"It was a bit short for me when we first took it out," Wallace, 35, a native of England who now lives in Philadelphia, said Friday at the Aberdeen Dad Vail Regatta. "But they redesigned the three seat basically to fit me so I could get in it. When I was lying down [below deck], my head would touch one end and my feet would touch the other end."
The eight took off Feb. 26 from the Canary Islands, off the northwest coast of Africa, and arrived 34 days, 15 hours and 31 minutes later in Barbados. They missed the record by about two days and 151/2 hours.

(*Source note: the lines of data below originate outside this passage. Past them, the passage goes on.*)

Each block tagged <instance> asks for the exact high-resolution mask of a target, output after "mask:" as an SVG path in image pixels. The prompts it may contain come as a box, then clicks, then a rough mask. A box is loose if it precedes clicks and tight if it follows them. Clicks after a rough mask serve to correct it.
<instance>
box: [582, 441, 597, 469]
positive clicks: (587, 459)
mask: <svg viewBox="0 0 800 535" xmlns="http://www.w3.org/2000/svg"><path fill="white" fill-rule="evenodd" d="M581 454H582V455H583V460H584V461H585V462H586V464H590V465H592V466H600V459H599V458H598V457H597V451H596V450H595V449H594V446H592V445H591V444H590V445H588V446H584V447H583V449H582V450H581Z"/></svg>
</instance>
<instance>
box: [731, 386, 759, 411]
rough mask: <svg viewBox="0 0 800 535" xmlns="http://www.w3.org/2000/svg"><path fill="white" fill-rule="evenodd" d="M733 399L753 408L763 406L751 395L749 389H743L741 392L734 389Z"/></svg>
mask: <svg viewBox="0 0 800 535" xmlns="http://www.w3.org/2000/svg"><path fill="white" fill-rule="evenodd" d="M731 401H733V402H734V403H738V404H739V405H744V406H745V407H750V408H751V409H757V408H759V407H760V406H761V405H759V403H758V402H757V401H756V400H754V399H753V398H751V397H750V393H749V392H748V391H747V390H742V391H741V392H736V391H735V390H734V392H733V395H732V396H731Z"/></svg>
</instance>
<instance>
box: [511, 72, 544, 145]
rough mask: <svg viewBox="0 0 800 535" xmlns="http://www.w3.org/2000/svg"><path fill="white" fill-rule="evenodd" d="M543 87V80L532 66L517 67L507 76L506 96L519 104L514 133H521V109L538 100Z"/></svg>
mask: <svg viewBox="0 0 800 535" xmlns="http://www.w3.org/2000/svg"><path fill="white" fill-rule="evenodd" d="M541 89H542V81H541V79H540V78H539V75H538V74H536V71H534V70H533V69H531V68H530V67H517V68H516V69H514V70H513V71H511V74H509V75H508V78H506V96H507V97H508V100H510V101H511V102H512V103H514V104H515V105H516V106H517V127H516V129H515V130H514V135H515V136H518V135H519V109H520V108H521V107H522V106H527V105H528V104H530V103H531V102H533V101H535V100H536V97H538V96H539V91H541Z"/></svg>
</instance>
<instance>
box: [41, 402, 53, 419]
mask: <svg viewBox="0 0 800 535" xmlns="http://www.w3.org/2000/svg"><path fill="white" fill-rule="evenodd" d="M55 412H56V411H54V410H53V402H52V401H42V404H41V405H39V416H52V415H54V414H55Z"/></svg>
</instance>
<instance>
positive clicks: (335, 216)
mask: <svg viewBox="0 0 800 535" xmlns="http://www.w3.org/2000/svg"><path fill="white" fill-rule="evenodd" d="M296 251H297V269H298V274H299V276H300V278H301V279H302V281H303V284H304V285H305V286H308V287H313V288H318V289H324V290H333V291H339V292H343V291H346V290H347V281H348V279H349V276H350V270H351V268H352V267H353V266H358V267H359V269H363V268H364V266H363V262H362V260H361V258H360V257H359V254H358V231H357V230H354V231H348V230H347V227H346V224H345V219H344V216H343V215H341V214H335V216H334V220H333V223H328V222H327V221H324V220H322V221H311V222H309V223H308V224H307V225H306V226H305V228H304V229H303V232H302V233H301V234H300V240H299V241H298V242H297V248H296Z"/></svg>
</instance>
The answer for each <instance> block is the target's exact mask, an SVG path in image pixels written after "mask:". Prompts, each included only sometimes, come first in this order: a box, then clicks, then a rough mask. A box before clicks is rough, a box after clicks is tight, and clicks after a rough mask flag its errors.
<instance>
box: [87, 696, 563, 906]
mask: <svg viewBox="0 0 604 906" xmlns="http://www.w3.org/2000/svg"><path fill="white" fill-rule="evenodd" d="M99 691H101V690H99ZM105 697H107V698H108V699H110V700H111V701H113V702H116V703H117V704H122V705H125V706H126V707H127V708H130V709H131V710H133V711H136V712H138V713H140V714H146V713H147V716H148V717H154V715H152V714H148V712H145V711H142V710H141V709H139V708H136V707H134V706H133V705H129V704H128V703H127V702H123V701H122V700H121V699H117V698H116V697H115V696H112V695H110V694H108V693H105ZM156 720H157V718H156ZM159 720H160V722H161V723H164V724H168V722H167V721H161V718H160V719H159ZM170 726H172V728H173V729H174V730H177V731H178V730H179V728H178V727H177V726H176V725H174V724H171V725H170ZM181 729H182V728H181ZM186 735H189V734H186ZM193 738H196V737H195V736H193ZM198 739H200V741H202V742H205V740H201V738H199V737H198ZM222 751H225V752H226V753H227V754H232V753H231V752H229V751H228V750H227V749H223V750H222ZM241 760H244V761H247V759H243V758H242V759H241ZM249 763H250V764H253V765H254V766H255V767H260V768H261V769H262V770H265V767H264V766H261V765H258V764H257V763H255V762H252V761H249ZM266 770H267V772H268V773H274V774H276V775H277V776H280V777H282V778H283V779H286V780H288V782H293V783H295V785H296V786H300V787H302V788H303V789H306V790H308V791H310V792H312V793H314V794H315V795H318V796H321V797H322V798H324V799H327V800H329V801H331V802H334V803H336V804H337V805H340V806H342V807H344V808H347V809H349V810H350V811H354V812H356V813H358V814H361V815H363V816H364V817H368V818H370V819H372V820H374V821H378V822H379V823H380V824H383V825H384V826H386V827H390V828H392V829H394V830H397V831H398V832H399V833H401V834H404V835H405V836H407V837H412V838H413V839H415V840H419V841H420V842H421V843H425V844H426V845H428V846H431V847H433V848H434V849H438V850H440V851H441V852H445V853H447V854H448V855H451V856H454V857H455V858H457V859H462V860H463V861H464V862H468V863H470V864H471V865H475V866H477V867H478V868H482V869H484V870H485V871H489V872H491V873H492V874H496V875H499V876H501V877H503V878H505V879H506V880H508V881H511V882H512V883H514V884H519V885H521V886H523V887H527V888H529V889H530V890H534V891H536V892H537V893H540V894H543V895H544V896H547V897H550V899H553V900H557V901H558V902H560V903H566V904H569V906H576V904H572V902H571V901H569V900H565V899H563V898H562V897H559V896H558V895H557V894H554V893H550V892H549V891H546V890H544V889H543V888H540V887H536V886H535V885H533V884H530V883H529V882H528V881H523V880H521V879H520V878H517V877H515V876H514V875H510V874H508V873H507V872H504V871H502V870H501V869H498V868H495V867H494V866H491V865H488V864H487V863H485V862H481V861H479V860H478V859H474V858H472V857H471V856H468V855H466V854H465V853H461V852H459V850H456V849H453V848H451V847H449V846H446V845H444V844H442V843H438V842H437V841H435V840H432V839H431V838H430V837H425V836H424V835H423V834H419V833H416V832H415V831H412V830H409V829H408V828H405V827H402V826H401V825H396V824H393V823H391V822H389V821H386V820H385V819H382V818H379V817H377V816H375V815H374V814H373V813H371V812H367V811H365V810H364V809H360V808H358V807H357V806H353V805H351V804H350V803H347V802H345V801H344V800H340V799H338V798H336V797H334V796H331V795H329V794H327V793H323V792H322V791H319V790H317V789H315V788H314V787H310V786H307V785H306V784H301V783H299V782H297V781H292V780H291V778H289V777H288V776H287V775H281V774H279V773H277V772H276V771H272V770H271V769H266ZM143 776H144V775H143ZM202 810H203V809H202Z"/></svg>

For Simon Chalk, 39, who designed, built, and skippered the vessel, this was his sixth trans-Atlantic rowing excursion, a record. He estimates that he has "spent nearly a year of my life rowing on the ocean."
He's planning to try it again in October or January. Or maybe October and January.
"We're looking to find a good crew once again and support sponsors," Chalk said. "The best time to do this starts in October. So we'll try early, and if we don't do it, maybe we'll take another crack at it later."
Wallace, a senior manager for Aberdeen who was presented with a replica of the Liberty Bell by Mayor Nutter, said it may not be realistic for him to try it again.
"My wife is very supportive," he said, "but she's long-suffering of me doing these crazy things. Plus it's hard when you have a job to take two months off. So we'll see."